English

A letter from a Harlem teacher: The crisis of funding in New York City schools

To the Editors, WSWS:

So Giuliani and his freak show in the NYC school administration insist that the crisis of public schooling in NYC isn't a matter of funding? Surprise, surprise. As a teacher in a small high school in Harlem with two years' experience, I suppose that's probably true, assuming kids don't need textbooks, libraries, computer labs, science labs, gymnasiums, art supplies, or auditoriums, all of which are things our kids and parents and faculty have had to fight like hell for in the duration of our school's two-year existence. But given that all of these things are needed to pass the regents tests which the mayor and the right-wing Manhattan Institute and all their fellow liars prize so highly, I would assume funding must have some bearing on the question.

But who am I to question the wisdom of my superiors? I only taught a percussion class for two months after our doors opened with drums of my own I brought from home, until the school director knocked loose some cash to purchase a set of three congas to hold us over until the three we ordered from the district finally arrived in December. And we still don't have enough instruments. I only taught a computer writing class that functioned without computers, which also didn't arrive until December, which was just as well, since the tables and chairs we ordered for students to sit at with their computers didn't arrive until November. Up until that point, we had to use desks we borrowed from the school downstairs, which is one of three that share our seventy plus year-old building, which is cold in the winter, hot in late summer, and which has problems with water pressure on many floors to the degree that on many days, toilets don't flush and water out of drinking fountains tastes of warm rust.

But what do I know? We're lucky we have a building at all, given that the district decided to take the new one under construction that was promised us a year and a half ago shortly after we opened, and give it to another school since, as the Manhattan superintendent put it, "we had nothing on paper". And you know what? We still have nothing on paper. What's going to happen now is that the district is going to remove the elementary school of 350 kids on the second floor, who were placed there two years ago when the public discovered that these kids were going to school in a former dry cleaning plant contaminated with a cancer-causing dry cleaning chemical called perc. We don't know where they're moving to, but our kids will have classes on the second floor after the district is finished renovating it this summer, supposedly. So now our kids will be going to classes on the fifth floor and the second floor, and will have to travel through floors occupied by the other high school we share the building with, whose transition times are different from our own. In addition, they will go to their science classes at a mobile science lab, which will probably be located down in the parking lot, and which classes hopefully will come back to back with physical education classes, which are located at the 135th street YMCA, which is two long blocks down the street. Did I mention the five flights of stairs students climb every day?
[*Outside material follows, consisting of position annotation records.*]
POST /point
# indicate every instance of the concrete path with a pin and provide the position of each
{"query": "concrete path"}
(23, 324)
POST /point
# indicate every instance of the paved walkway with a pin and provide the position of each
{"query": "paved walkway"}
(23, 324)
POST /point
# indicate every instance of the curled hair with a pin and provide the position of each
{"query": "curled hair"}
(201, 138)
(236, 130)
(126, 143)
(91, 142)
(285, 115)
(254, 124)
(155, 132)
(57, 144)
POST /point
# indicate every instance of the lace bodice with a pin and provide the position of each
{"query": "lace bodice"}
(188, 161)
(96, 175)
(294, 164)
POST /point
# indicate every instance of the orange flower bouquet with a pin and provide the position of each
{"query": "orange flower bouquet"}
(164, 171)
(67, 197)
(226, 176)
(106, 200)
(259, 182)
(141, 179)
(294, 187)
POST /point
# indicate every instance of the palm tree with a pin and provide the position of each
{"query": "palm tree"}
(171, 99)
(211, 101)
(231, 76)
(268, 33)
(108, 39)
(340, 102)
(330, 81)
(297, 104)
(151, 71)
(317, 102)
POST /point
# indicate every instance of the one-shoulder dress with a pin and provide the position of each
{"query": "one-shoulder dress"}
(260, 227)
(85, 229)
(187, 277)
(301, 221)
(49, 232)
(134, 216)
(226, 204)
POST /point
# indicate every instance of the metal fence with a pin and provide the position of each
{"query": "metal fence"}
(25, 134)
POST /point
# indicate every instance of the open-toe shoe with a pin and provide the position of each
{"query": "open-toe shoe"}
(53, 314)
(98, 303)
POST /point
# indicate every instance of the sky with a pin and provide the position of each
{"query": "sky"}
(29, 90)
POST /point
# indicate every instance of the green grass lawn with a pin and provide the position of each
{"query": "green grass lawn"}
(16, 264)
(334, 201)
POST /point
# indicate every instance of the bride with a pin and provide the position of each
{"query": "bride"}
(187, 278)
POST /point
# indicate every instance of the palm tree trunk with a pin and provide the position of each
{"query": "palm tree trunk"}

And the experts want to know why urban kids seem to be so unteachable, or why they don't take their education seriously. Why should they? It's clear that the experts don't.

Oh, no, they're experts. So expert that they gave us a budget of $100,000 for materials for a student body of 94 kids one year, and $97,000 for a student body of 174 kids our second year of operation. Now, I've never been much of a mathematician, but it seems to me that if you have more students, you require more resources. If we were talking about cops, the mayor would understand this, he's pretty big on guns and nightsticks—which are, at least for the time being, much cheaper than textbooks and seating for students in the inner city. But what do I know?